Pour arrêter le cycle cellulaire, P53 agit principalement par le biais de la protéine p21. P53 est ainsi requise pour le point de contrôle G1/S et est une des composantes principales du point de contrôle G2/M.

P53 déclenche également l’apoptose en induisant la transcription de gènes pro-apoptotiques comme BAX.

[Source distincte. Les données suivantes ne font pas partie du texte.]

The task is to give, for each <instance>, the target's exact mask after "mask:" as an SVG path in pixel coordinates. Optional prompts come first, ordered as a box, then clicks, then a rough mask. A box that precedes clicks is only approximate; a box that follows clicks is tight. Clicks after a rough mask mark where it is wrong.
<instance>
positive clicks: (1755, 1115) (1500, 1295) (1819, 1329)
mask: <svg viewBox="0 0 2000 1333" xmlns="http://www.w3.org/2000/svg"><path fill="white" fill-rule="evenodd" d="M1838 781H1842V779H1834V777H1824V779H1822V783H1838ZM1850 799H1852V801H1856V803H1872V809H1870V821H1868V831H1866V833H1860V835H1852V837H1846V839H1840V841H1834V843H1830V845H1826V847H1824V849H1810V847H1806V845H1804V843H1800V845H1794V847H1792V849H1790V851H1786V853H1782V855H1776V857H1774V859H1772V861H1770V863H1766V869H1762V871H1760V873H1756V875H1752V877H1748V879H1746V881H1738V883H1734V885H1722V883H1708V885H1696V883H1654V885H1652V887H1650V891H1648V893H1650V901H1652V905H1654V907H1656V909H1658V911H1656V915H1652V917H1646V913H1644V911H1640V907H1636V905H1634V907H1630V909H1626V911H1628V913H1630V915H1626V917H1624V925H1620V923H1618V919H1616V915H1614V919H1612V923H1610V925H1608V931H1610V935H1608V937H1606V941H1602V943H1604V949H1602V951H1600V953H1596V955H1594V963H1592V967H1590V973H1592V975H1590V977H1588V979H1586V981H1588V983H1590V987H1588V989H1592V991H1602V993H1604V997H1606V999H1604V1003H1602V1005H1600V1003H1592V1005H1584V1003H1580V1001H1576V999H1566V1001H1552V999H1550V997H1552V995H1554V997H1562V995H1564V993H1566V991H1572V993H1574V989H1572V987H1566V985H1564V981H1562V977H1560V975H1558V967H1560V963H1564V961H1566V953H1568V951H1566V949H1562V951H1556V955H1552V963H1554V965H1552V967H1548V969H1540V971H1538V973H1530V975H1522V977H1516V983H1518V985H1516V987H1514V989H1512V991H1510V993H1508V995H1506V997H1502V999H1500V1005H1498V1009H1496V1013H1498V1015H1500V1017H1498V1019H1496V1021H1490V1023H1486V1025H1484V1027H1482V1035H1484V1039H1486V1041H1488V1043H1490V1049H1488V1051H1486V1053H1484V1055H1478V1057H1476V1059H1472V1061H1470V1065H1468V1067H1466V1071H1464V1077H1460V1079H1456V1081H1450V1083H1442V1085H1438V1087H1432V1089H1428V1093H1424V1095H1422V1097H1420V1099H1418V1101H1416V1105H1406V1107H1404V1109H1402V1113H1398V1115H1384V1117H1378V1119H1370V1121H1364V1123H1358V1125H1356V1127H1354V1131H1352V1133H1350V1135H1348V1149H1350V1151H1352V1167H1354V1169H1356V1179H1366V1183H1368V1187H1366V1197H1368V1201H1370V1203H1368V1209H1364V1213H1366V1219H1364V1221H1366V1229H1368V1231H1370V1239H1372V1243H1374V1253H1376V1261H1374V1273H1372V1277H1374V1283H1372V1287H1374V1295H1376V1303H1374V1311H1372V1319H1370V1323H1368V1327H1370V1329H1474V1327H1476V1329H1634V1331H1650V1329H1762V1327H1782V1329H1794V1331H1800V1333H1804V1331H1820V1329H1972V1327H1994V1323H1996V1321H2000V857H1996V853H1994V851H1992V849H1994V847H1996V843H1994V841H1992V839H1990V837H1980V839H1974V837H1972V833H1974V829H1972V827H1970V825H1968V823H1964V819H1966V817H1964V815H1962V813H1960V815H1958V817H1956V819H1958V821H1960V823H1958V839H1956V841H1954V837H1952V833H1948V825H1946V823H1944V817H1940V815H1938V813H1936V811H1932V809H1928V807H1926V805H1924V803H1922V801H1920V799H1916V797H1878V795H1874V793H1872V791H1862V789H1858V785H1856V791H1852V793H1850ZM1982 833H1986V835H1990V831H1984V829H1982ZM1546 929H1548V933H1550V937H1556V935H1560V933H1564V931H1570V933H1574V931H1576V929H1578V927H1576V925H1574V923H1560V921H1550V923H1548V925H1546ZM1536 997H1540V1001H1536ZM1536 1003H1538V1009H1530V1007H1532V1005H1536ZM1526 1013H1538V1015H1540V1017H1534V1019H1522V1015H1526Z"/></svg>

Les mutations germinales de TP53 sont à l'origine du syndrome de Li-Fraumeni (MIM.151623), un syndrome rare de prédisposition tumorale.

L’inactivation de p53 par des mutations somatiques est l’anomalie la plus fréquente observée dans les cellules cancéreuses et est observée dans plus de 50% des cancers sporadiques chez l’homme. 20% des mutations se concentrent sur 5 codons ‘hot spots’. La plupart des mutations surviennent dans le domaine noyau qui contient le site de liaison à l’ADN séquence spécifique (résidus 102-292), et entraînent une perte de la liaison à l’ADN. L'inactivation de p53 conduit à une instabilité génomique.

La protéine p53 peut également être inactivée par des oncoprotéines comme les protéines E6 et E7 des souches oncogènes d’HPV (Human Papilloma Virus).

Les niveaux de p53 sont régulés négativement par la protéine MDM2 selon une boucle de rétroaction. Le gène MDM2 est amplifié dans un grand nombre de tumeurs, en particulier des sarcomes comme le liposarcome, ou l'ostéosarcome. Sa surexpression inhibe la protéine p53 et favorise ainsi la prolifération cellulaire.